"Há jovens que nunca viram a direita a governar". Mortágua pede reorganização à esquerda para virar o país

24 jun, 23:00

Coordenadora bloquista admite maus resultados da esquerda nas últimas eleições, mas olha para o lado e pede ajuda aos parceiros de outros tempos

O Bloco de Esquerda quer ver a procuradora-geral da República a prestar declarações ao Parlamento, depois de uma sucessão de casos judiciais que têm interferido na vida política, a começar com a Operação Influencer, que ditou a queda do governo de António Costa.

Mariana Mortágua explicou à CNN Portugal que esta é uma iniciativa que deve ter o “máximo de apoio”, reiterando que a audição de Lucília Gago se trata de algo “importante para a democracia”

“A separação de poderes é muito importante e devemos respeitá-la.

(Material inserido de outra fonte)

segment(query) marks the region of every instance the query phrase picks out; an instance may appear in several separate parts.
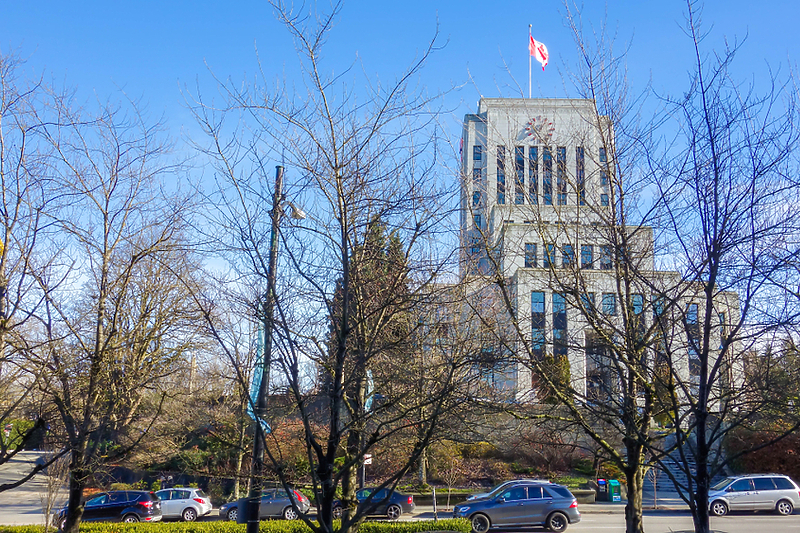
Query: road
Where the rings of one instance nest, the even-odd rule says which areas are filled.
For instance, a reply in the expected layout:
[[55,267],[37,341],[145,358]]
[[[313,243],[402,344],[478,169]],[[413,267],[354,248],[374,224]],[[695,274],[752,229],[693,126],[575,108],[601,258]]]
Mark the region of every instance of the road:
[[[0,468],[0,484],[20,479],[30,471],[34,462],[41,456],[41,452],[18,453],[13,461]],[[47,477],[41,474],[34,476],[20,487],[0,492],[0,524],[43,525],[42,497],[46,497],[47,493]],[[59,505],[63,504],[63,501],[62,495]]]
[[[645,513],[646,533],[689,533],[694,531],[692,517],[685,512]],[[800,531],[800,515],[736,514],[711,519],[711,529],[718,533],[789,533]],[[580,523],[567,529],[569,533],[624,533],[625,517],[619,514],[583,513]]]
[[[30,463],[39,457],[39,453],[25,452],[19,460],[0,468],[0,483],[18,479],[21,472],[30,468]],[[47,492],[45,476],[38,475],[30,482],[11,491],[0,492],[0,525],[42,524],[41,496]],[[666,495],[663,495],[666,496]],[[63,496],[62,496],[63,501]],[[645,500],[647,501],[647,500]],[[674,510],[645,511],[644,525],[646,533],[684,533],[692,532],[692,517],[681,510],[679,498],[662,497],[659,494],[659,506],[674,506]],[[683,507],[685,508],[685,507]],[[430,519],[433,508],[421,506],[414,513],[402,519]],[[581,506],[582,520],[569,527],[570,533],[624,533],[625,516],[622,504],[586,504]],[[448,517],[450,513],[440,513],[440,517]],[[204,520],[215,520],[216,509]],[[718,533],[800,533],[800,512],[784,517],[772,514],[734,514],[721,518],[712,518],[711,527]],[[158,529],[158,525],[154,525]],[[157,533],[157,531],[154,531]]]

Todo o cuidado é pouco, à política o que é da política, à justiça o que é da justiça”, afirmou, lembrando uma célebre frase de António Costa para dizer que, mais do que aos deputados, a figura máxima da Justiça portuguesa deve explicações aos portugueses.

A coordenadora do Bloco de Esquerda sublinhou que é preciso um consenso partidário, apelando aos demais partidos que acompanhem os bloquistas nesta pretensão.

Questionada sobre se esta é uma forma de procurar uma vitória após um mau resultado nas eleições europeias, Mariana Mortágua garantiu que esta é uma ideia de há muito tempo, mas que requer “cuidado e diálogo com outras forças parlamentares”.

“Foi tudo menos uma posição irrefletida ou de momento”, vincou.

Entrando precisamente no que foi um mau resultado nas europeias – perdeu votos, percentagem e um eurodeputado -, Mariana Mortágua assumiu, mais uma vez, que tudo isso é verdade, acrescentando que isso significa uma “viragem à direita profunda” na forma como se faz a política.

Por isso mesmo a coordenadora bloquista pede uma esquerda moderna e unitária à esquerda do PS. Olhando para aquilo que pode ser uma consequência da participação do Bloco de Esquerda na gerigonça, Mariana Mortágua acusou o PS de ter preferido uma maioria absoluta, num período que “não respondeu” aos problemas do país e “acabou por descredibilizar soluções à esquerda”.

“Há muitos jovens que nunca conheceram um governo de direita, não têm memória do que é a direita a governar. Saberão agora e poderão fazer a sua análise, [mas] nunca viram a direita a governar”, disse, falando na ascensão de uma extrema-direita em toda a Europa e vendo aí um desafio para o próprio Bloco de Esquerda perceber como pode ajudar a sociedade.

Por isso mesmo a coordenadora do Bloco de Esquerda pede uma reorganização da esquerda, nomeadamente pela formação de uma aliança com outros partidos como o Livre ou o PCP, mas sem esclarecer se nessa mesma aliança cabe o PS.